Feeding time used to be a battle for control where she would attempt to swipe in and eat parts of her dinner before it was fully put in her bowl.  You’d turn your back for a second to get the tinned meat out of the fridge, and she would see that window of opportunity as a chance to gobble as much food as possible.  She’d guzzle down the two thirds of the ingredients of her dinner worried that it would be taken away from her.  After all dogs are scavengers by nature, and there doesn’t come a scavenger greedier than her.

 

Therefore, we decided to teach her to be patient and eat all of her tea together.
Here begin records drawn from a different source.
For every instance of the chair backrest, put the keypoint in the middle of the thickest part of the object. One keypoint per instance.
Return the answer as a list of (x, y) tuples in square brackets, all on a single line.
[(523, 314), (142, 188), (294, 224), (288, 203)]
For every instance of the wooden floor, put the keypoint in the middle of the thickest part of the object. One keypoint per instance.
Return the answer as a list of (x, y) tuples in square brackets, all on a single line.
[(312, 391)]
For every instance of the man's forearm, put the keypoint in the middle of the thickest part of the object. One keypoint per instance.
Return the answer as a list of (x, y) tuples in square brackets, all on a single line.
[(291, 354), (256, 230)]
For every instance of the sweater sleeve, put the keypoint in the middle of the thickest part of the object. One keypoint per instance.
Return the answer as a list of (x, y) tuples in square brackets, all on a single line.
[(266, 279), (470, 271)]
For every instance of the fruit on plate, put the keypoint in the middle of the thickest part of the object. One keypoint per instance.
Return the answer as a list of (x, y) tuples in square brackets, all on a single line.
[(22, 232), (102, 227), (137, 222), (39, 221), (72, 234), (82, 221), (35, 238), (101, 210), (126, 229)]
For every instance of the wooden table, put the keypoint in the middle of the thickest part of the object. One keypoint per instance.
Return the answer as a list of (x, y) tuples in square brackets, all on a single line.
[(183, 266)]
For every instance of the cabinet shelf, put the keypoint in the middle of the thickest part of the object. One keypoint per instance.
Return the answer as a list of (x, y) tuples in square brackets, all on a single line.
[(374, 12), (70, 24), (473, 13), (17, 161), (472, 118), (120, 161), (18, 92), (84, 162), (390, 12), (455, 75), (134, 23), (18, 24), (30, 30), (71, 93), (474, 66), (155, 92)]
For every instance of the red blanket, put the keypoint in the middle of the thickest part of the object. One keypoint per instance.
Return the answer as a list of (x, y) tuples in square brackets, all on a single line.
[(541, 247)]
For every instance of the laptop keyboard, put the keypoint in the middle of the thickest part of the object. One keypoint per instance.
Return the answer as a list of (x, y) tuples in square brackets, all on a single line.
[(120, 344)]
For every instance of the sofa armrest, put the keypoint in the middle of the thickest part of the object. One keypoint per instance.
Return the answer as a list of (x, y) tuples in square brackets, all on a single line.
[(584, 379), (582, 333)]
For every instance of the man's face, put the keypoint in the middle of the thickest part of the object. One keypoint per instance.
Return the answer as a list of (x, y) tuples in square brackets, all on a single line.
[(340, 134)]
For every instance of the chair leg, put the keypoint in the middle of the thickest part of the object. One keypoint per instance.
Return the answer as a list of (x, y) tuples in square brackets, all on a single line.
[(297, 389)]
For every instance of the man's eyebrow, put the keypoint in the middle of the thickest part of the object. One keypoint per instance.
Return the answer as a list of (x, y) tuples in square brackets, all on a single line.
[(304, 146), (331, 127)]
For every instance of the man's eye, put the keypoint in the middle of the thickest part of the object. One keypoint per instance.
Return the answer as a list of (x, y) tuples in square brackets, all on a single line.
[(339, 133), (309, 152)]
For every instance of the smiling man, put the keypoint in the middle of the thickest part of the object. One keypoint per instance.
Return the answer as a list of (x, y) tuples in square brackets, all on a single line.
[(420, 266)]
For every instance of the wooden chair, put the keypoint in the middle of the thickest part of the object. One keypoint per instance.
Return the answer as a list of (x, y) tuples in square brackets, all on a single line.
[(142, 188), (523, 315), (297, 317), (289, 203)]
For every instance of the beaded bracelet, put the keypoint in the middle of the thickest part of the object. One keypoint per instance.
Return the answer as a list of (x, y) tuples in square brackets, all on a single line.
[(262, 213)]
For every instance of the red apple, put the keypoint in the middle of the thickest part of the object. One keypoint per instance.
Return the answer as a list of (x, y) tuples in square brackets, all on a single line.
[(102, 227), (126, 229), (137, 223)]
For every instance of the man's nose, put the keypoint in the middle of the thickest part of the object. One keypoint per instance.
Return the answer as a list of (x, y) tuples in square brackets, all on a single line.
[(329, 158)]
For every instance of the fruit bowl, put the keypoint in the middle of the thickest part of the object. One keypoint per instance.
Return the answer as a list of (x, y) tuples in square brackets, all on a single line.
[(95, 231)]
Over the course of the next few weeks, we spent time reiterating to her that she needed to sit near the cupboard (where we store her food and treats) and wait for the three parts of her dinner to be placed in the bowl.  Each time she inched over or tried to eat from the bowl, we would ask her politely but firmly to sit back near her cupboard.  If she didn’t listen, we’d put down the knife and walk away from it.  Sometimes this even resulted in going out of the room on occasion.

 

Once the food was in the bowl, and she was waiting near the cupboard, only then would we tell her, “Good girl,” and allow her to eat her dinner.  To her, food is the most important thing so making her wait patiently definitely seemed to make a difference.  This consistency with feeding gave her the message that now, months after we have taught her this, she goes and sits by the cupboard on her own.  She does whinge and she does do a lovely dancing shuffle as she tries to inch as close to the cupboard as caninely possible.    She still gets impatient and moans when she doesn’t get her own way, but we’ve proved those naysayers wrong.

 

It just goes to show what a dog will do for food.

 

What has your dog been known to do for food?